Yaşadığı travmanın ardından, belgelerle suç duyurusunda bulunan Kışlalı, doktor ve hastane yöneticilerine dava açtı. Kocaeli 1. Tüketici Mahkemesi, 28 Kasım 2023 tarihinde yapılan duruşmada Kışlalı’ya toplamda 225 bin TL maddi ve manevi tazminat ödenmesine hükmetti. Ancak karşı tarafın itirazı üzerine konu üst mahkemeye taşındı. Burada eksik belgeler gerekçe gösterilerek duruşmanın yeniden yapılmasına karar verildi. Yeniden görülen davada, 25 bin TL maddi tazminat ile 200 bin TL manevi tazminat verilmesine hükmedildi.
Duruşma sonrasında duygu dolu açıklamalarda bulunan Kışlalı, “Bu sekiz yıl, sanki on sekiz yıl gibi geldi. Adaletin bazı kesimlerinde hiçbir ilerleme kaydedemedim. Hakim, kısmen olumlu bir karar verdi ancak bu para ile sağlık hizmeti alamam. Psikolojik olarak dibe vurmuş durumdayım. Bu şartlarda ‘Türkiye’de adalet sağlanmıyor’ mu demeliyim?” diye ifade etti.
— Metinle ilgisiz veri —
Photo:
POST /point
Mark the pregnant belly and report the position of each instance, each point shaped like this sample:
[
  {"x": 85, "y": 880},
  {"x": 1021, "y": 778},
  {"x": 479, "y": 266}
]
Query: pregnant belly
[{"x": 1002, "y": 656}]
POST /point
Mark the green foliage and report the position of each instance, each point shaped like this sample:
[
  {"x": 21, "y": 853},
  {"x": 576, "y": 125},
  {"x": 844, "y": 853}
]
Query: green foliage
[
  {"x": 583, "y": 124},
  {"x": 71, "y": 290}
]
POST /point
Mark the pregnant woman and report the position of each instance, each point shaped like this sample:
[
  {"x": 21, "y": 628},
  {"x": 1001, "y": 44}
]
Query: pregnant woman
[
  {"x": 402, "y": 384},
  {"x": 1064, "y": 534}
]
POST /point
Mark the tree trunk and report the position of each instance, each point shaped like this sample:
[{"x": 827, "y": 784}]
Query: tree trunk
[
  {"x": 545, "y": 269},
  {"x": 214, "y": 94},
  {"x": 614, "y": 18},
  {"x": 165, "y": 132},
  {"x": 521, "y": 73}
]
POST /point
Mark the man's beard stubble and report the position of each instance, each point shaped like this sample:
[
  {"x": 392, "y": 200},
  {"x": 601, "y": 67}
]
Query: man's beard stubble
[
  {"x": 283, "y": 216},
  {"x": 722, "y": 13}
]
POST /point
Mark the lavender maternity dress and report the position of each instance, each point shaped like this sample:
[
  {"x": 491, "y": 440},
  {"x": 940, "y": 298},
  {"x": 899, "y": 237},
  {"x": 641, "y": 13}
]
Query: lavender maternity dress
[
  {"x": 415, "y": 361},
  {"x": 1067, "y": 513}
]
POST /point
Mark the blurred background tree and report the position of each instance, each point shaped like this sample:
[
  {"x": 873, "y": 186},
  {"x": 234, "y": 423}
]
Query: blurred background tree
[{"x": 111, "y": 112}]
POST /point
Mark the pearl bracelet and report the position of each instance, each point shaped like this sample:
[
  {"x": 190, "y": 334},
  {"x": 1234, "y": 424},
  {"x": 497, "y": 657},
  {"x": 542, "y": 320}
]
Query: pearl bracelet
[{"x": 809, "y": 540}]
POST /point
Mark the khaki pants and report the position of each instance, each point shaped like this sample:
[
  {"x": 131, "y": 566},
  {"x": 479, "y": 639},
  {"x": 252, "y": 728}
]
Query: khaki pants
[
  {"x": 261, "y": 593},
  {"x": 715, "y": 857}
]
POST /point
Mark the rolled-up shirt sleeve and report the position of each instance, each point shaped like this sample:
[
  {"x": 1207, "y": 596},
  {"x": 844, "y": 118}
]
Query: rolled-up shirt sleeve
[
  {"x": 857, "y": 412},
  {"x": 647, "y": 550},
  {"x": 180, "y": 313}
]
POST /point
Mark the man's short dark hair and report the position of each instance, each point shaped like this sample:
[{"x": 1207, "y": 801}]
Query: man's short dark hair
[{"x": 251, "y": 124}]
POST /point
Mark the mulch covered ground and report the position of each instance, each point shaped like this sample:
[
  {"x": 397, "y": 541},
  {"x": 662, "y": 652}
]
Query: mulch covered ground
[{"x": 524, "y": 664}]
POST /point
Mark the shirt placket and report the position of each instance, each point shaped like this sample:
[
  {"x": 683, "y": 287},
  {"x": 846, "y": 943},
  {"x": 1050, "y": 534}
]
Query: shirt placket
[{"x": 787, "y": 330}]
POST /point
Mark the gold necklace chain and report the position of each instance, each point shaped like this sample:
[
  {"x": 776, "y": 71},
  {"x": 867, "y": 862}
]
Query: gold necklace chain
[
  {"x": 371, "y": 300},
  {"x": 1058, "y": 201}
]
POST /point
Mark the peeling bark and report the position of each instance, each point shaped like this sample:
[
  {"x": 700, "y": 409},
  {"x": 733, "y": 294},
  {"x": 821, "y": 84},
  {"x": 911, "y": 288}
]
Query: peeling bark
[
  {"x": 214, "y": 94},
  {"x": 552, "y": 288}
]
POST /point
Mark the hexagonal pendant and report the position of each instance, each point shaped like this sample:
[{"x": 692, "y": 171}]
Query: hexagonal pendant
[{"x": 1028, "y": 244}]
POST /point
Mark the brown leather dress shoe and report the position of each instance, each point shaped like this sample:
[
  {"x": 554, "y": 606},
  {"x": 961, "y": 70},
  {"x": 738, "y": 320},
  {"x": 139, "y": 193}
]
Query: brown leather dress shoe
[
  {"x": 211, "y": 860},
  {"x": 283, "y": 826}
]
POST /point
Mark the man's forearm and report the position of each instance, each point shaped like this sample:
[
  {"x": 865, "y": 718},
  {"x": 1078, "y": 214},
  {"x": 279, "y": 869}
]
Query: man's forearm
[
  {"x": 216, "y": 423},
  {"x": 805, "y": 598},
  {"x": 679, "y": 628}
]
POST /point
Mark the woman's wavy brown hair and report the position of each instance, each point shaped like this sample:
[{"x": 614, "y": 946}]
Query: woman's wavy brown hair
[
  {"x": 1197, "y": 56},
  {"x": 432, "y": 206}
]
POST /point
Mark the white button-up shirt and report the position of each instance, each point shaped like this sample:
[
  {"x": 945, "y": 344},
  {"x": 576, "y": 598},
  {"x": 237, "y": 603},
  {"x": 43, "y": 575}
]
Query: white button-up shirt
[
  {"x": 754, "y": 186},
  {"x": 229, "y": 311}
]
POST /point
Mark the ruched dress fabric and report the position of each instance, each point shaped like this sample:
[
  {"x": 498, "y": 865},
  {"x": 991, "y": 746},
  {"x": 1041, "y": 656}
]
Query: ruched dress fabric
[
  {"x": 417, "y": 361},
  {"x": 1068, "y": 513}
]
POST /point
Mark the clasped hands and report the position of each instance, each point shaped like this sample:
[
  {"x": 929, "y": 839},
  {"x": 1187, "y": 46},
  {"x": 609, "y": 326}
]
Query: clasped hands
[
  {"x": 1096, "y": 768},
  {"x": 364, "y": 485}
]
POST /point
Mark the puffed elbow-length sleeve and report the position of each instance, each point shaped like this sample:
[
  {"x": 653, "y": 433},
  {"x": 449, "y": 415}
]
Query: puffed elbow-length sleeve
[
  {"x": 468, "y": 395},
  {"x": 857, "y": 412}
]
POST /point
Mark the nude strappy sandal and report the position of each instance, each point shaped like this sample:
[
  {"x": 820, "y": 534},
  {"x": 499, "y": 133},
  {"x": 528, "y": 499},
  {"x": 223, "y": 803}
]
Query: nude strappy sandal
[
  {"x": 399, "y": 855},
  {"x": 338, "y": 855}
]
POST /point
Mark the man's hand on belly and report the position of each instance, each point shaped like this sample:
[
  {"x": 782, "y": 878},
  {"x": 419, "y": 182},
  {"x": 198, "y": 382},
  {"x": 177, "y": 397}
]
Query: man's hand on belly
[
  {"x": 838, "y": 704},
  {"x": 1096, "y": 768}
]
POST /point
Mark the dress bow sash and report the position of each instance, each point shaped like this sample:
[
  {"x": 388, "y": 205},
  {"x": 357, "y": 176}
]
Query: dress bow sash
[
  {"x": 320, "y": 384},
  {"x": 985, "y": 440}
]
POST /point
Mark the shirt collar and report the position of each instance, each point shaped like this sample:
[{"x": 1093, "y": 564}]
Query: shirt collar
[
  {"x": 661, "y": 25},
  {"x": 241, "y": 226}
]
Ameliyat öncesinde yalnızca küçük bir kitle için hastaneye gittiğini belirten Kışlalı, “Beni hemen acil ameliyata alacaklarını söylediler. Hayatımda ilk kez böyle bir durumla karşılaştım. Doktorların yaklaşımı, oldukça dürtüsel ve aceleciydi. Ameliyata onay verdiğimdan bahsettiklerini söylediğimde, adli tıp raporunun 8. sayfasında bunu onaylamadıklarının belirtildiğini anladım. Bu durumu ifade etmem rağmen, hakim önceki kararını değiştirmedi” dedi.
Kışlalı, “Ameliyat sonrası, lenf başlarımın da alındığını hiç bilmiyordum. Çıktıktan sonra aileme, ‘her şey temiz’ dedikleri için teselli bulma çabası içindeydiler. Ancak sonuçta mesleğimi ve kadınlığımı kaybettiğim için tüm ruh halim yıkılmış durumda. Adalet nereye gitmiş?” vurgusunu yaptı.